Verbindungen zur „legalistisch islamistischen“ Szene

In dem Artikel vom Dienstag heißt es, dass an der Studie im Auftrag des BMI „Verbände beteiligt waren, die Verfassungsschützer als islamistisch einstufen“. Unter anderem sei eine Teilstudie eines Vereins einbezogen worden, der wiederum einer Körperschaft zuzurechnen sei, die ihrerseits vom Bundesamt für Verfassungsschutz als „legalistisch islamistisch“ eingestuft werde.
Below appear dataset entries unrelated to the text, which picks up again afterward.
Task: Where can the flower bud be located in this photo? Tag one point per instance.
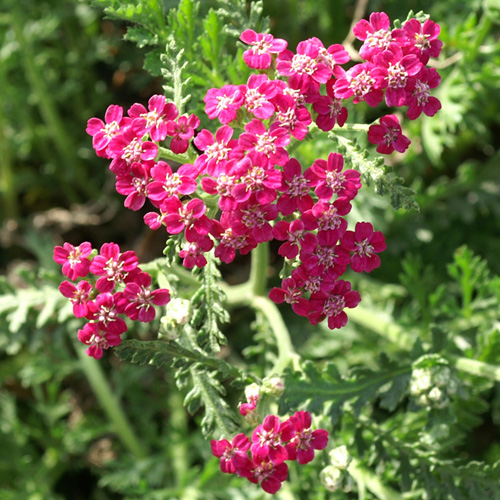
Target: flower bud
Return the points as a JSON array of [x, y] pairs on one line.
[[331, 478], [340, 457], [274, 386]]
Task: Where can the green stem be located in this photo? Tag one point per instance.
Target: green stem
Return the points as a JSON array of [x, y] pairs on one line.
[[286, 351], [110, 404], [7, 181], [48, 109], [478, 368], [381, 324], [168, 154], [369, 480], [259, 267], [353, 127]]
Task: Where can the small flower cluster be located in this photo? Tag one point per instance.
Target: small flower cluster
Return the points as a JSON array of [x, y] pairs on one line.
[[393, 68], [432, 383], [272, 444], [95, 298], [258, 192], [335, 476]]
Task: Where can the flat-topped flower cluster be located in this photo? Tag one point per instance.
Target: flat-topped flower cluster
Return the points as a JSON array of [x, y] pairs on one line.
[[243, 188], [272, 444], [97, 299]]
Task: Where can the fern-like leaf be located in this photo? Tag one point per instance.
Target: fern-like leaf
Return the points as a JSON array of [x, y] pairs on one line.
[[373, 173]]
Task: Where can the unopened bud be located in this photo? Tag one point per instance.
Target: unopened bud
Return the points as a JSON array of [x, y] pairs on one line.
[[274, 386], [331, 478], [178, 314], [340, 457]]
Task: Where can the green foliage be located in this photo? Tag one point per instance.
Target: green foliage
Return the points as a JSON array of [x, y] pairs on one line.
[[430, 306], [207, 303], [320, 387], [373, 172]]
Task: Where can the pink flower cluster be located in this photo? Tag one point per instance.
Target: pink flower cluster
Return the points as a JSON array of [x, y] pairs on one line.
[[394, 69], [96, 299], [259, 192], [272, 444]]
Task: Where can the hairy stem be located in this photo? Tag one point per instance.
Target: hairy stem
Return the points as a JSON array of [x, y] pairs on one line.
[[369, 480], [258, 271], [110, 404]]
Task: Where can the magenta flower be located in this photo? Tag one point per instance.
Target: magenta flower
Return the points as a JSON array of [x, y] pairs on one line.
[[256, 217], [329, 109], [223, 187], [140, 299], [260, 91], [234, 238], [224, 103], [155, 118], [103, 132], [226, 451], [190, 218], [418, 94], [395, 70], [330, 217], [74, 261], [134, 184], [388, 135], [292, 294], [192, 253], [268, 439], [263, 45], [265, 147], [328, 178], [293, 118], [375, 34], [360, 83], [182, 132], [257, 470], [104, 312], [112, 266], [423, 38], [128, 147], [255, 180], [296, 189], [167, 184], [155, 220], [302, 67], [326, 257], [97, 339], [296, 234], [365, 245], [331, 304], [79, 296], [216, 150], [305, 441], [332, 56]]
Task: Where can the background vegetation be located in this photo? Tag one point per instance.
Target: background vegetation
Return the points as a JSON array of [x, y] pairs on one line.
[[62, 62]]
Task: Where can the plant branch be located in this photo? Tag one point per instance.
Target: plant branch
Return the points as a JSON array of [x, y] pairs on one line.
[[110, 404]]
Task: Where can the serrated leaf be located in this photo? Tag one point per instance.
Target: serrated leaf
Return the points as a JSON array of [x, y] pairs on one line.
[[318, 387], [374, 173]]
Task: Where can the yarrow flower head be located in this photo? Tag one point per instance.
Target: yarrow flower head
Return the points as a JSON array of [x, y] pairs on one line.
[[262, 460], [259, 56], [96, 298], [388, 135]]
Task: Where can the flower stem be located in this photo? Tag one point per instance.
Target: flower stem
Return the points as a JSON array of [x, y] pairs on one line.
[[354, 127], [478, 368], [367, 479], [286, 351], [110, 404], [258, 270], [167, 154]]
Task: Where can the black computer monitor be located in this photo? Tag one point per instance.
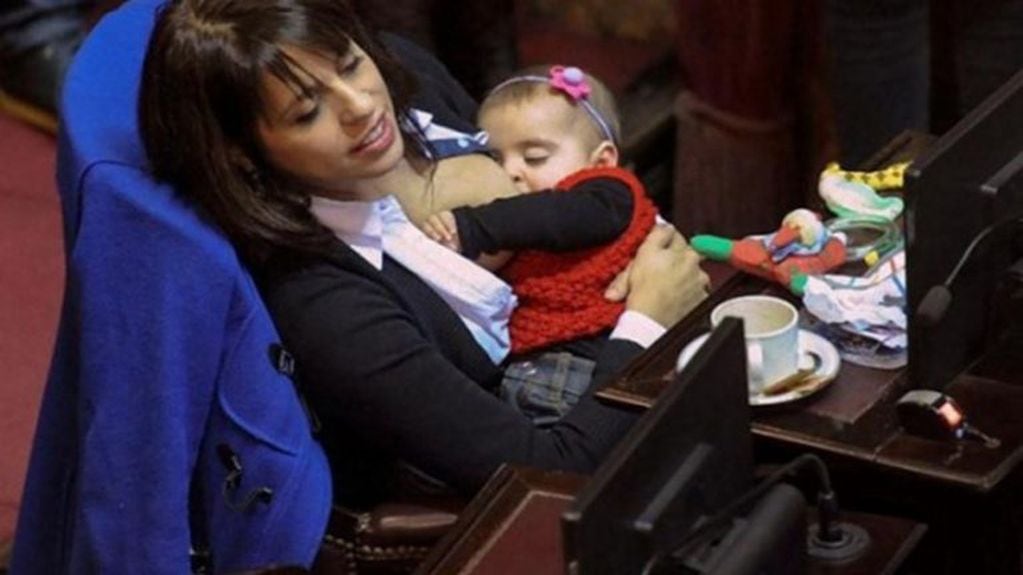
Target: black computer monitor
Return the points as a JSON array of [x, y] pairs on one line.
[[954, 192], [687, 457]]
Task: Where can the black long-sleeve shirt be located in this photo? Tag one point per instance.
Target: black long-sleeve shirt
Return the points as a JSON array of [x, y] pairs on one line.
[[592, 213]]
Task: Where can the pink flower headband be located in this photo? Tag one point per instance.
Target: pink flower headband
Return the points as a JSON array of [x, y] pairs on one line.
[[572, 82]]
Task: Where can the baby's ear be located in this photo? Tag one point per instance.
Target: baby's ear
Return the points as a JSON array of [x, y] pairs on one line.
[[605, 156]]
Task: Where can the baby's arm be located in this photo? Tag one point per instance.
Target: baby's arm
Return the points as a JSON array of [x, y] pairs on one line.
[[441, 227], [592, 213]]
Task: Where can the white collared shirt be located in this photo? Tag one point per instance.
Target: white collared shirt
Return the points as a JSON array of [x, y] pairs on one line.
[[483, 301]]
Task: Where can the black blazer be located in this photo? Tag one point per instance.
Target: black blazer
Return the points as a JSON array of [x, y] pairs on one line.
[[395, 376]]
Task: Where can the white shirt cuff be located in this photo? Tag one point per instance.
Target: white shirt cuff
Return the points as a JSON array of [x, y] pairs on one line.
[[635, 326]]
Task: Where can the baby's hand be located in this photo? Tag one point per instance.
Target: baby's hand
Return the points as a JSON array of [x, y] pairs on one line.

Ein Autor der Teilstudie ist nach Angaben der Zeitung Vize-Generalsekretär der Islamischen Gemeinschaft Milli Görüs (IGMG).

In dem „Bericht des Unabhängigen Expertenkreises Muslimfeindlichkeit“ wird in dem Abschnitt zur „Instrumentalisierung von Muslimfeindlichkeit“ eigens auf das Phänomen hingewiesen. Dort lautet es auf Seite 40 der insgesamt 400 Seiten, dass „insbesondere islamistische Akteur*innen unter umgekehrten Vorzeichen – als vorgebliche Verteidigung des Islams – den Vorwurf der Muslimfeindlichkeit instrumentalisieren können“ und so „zu Co-Konstrukteur*innen eines angeblichen islamisch-westlichen Kultur- und Religionskampfes im globalen Maßstab“ würden.

Der Koordinator des Expertenkreises hat gegenüber der Zeitung die Auswahl der Gesprächspartner und Mitwirkenden verteidigt und darauf verwiesen, dass ein breites Faktenbild zu aussagekräftigen Ergebnissen führe und man auf die Teilstudie aus Gründen knapper Ressourcen zurückgegriffen habe.

BMI schweigt zum Imageschaden

Ein Sprecher des BMI hat auf PRO-Anfrage hin erklärt, dass der Unabhängige Expertenkreis Muslimfeindlichkeit (UEM) im Zuge einer Projektförderung gefördert worden sei, daher dem BMI die Umstände der Untervergabe der Studie, die der UEM in Eigenverantwortung unternahm, nicht bekannt waren.

Der UEM sei in seiner Arbeitsweise und inhaltlichen Gestaltung in jeder Hinsicht unabhängig von Vorgaben des BMI gewesen. „Die Projektförderung des BMI beinhaltet jedoch generell die Auflage, dass der Projektträger dafür Sorge zu tragen hat, dass an Maßnahmen keine Organisationen oder Personen beteiligt sind, die in Bereichen des Staats- und Verfassungsschutzes auffällig geworden sind beziehungsweise bei denen Anhaltspunkte für extremistische Bestrebungen vorliegen“, erklärte der Ministeriumssprecher. Dies betreffe „insbesondere solche Organisationen oder Personen, die in den Verfassungsschutzberichten des Bundes und der Länder erwähnt“ würden.

Auf die Frage, wie hoch der entstandene Imageschaden für die Studie zu bewerten ist, hat sich das Ministerium am Mittwoch indes nicht geäußert. Das BMI will den UEM-Bericht nun im Detail auswerten und die weitere Befassung mit dem Thema Muslimfeindlichkeit im Rahmen der Deutschen Islam-Konferenz diskutieren.